The gas phase fragmentation reactions of protonated cysteine and cysteine-containing peptides have been studied using a combination of collisional activation in a tandem mass spectrometer and ab initio calculations [at the MP2(FC)/6-31G∗//HF/6-31G∗ level of theory]. There are two major competing dissociation pathways for protonated cysteine involving: (i) loss of ammonia, and (ii) loss of the elements of [CH 2O 2]. MS/MS, MS/MS of selected ions formed by collisional activation in the electrospray ionization source as well as ab initio calculations have been carried out to determine the mechanisms of these reactions. The ab initio results reveal that the most stable [M + H − NH 3] + isomer is an episulfonium ion ( A), whereas the most stable [M + H − CH 2O 2] + isomer is an immonium ion ( B). The effect of the position of the cysteine residue on the fragmentation reactions of the [M + H] + ions of all the possible simple dipeptide and tripeptide methyl esters containing one cysteine (where all other residues are glycine) has also been investigated.
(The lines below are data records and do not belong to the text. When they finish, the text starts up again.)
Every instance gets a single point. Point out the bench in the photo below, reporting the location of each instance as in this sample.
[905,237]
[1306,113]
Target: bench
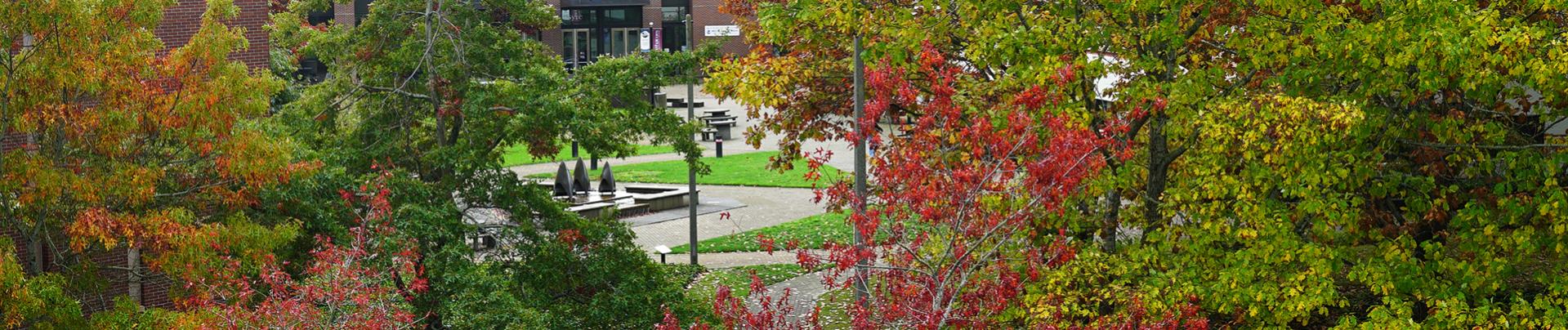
[682,104]
[718,118]
[592,210]
[659,199]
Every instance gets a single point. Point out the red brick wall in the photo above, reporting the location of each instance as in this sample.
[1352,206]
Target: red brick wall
[176,29]
[706,13]
[182,20]
[344,15]
[703,11]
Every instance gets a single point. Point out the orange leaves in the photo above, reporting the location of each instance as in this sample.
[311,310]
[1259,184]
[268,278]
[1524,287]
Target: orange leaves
[99,227]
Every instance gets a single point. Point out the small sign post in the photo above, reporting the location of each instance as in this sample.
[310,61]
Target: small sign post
[721,30]
[645,39]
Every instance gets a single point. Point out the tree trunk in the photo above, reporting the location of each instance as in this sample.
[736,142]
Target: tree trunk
[1159,167]
[1107,234]
[134,274]
[35,256]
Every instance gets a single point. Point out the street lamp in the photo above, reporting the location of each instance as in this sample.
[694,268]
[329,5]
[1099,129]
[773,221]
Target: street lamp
[692,199]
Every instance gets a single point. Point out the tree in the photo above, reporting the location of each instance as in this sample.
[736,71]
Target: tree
[132,149]
[958,196]
[440,90]
[363,283]
[1307,163]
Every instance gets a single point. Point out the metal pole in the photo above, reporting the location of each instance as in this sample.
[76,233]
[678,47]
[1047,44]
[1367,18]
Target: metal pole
[860,166]
[692,199]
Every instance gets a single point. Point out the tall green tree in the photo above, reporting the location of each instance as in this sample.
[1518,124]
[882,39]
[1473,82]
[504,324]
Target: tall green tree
[438,90]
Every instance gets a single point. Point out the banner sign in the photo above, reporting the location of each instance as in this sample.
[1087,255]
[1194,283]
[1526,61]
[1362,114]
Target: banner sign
[658,35]
[645,39]
[721,30]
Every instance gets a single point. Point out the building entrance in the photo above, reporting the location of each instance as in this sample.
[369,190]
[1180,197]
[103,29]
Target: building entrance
[588,33]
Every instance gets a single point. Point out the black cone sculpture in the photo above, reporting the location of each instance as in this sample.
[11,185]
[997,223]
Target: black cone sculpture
[605,181]
[563,185]
[580,177]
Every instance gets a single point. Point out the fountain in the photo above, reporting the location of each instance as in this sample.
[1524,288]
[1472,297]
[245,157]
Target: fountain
[623,201]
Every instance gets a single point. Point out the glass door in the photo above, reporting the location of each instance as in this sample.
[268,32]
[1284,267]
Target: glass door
[624,41]
[578,47]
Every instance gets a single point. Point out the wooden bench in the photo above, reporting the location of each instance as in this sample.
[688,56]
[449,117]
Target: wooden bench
[659,199]
[682,104]
[718,118]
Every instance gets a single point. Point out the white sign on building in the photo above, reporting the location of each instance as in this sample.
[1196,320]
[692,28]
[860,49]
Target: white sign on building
[721,30]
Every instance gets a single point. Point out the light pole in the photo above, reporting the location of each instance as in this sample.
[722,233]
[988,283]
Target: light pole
[692,199]
[860,166]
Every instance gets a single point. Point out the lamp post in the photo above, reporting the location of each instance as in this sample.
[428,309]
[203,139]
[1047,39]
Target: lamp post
[692,199]
[860,166]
When cysteine is at the N-terminal position, NH 3 loss is observed, although the relative abundance of the resultant [M + H − NH 3] + ion decreases with increasing peptide size. In contrast, when cysteine is at any other position, water loss is observed. The proposed mechanism for loss of H 2O is in competition with those channels leading to the formation of structurally relevant sequence ions.